Organ donation: a cross-sectional survey of the knowledge and personal views of Turkish health care professionals

H S Akgün, N Bilgin, I Tokalak, A Kut, M Haberal
Transplantation Proceedings 2003, 35 (4): 1273-5
Health care professionals (HCPs) represent a key element in the cadaveric organ donation process. This cross-sectional survey assessed HCPs' knowledge, attitudes, and behavior related to cadaveric organ donation and transplantation. One thousand one hundred eighty-four HCPs were randomly selected from various units of five health care institutions located in three major Turkish cities. Each individual completed a questionnaire. The ages ranged between 18 and 63 years. By examining the tendency to organ procurement, 78.6% of the physicians and 69.5% of the nurses stated that establishing brain death during ventilator support is the optimum condition. The results indicated good overall knowledge of the criteria for brain death.
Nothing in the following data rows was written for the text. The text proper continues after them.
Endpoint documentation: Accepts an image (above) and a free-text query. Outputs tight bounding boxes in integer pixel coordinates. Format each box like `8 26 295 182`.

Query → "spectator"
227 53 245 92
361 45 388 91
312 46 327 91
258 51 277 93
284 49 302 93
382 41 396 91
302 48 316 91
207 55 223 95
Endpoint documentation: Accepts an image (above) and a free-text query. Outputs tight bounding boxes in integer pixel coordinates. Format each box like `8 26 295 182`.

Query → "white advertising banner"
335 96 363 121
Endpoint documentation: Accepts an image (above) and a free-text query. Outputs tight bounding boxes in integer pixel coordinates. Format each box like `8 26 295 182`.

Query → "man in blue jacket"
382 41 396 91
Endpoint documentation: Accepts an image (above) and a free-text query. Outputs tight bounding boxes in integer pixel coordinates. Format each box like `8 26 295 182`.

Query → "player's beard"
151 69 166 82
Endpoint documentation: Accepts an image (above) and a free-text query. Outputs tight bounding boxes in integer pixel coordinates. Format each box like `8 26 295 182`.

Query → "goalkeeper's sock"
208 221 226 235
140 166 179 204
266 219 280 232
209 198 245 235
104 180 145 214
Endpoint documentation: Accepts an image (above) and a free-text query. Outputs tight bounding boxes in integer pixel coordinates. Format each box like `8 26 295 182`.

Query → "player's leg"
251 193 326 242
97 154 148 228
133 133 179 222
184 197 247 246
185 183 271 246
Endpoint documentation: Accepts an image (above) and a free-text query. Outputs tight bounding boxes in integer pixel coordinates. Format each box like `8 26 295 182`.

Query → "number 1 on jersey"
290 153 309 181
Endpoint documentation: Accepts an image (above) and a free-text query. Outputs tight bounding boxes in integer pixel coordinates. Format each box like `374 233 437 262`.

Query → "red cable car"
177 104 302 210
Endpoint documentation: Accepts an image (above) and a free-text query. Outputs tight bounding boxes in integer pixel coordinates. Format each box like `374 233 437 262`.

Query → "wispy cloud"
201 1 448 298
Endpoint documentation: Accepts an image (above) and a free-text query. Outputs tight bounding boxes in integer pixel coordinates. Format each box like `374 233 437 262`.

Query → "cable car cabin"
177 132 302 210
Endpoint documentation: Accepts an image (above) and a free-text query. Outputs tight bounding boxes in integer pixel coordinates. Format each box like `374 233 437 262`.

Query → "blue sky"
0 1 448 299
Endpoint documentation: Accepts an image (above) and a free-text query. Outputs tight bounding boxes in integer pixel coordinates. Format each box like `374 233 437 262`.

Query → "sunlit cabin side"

Physicians displayed significantly better understanding of the criteria for brain death and optimal conditions for organ procurement. While physicians have significantly better knowledge about kidney transplantation, there was no difference for liver transplantation. Compared to nurses, doctors had significantly better knowledge of which organs can be used in the current transplantation process. Although 44.2% claimed they were willing to donate their organs, only 17.9% actually carried a legal donation card. The rate of willingness to donate was significantly higher among doctors than nurses. Physicians have significantly better knowledge about legal aspects of organ donation and transplantation. Overall, the survey revealed that lack of knowledge has a negative impact on people's attitudes toward organ donation even among health care professionals. Improvements must be made to develop a nationwide Donor Hospital Education Program that will provide training concerning transplantation and organ donation.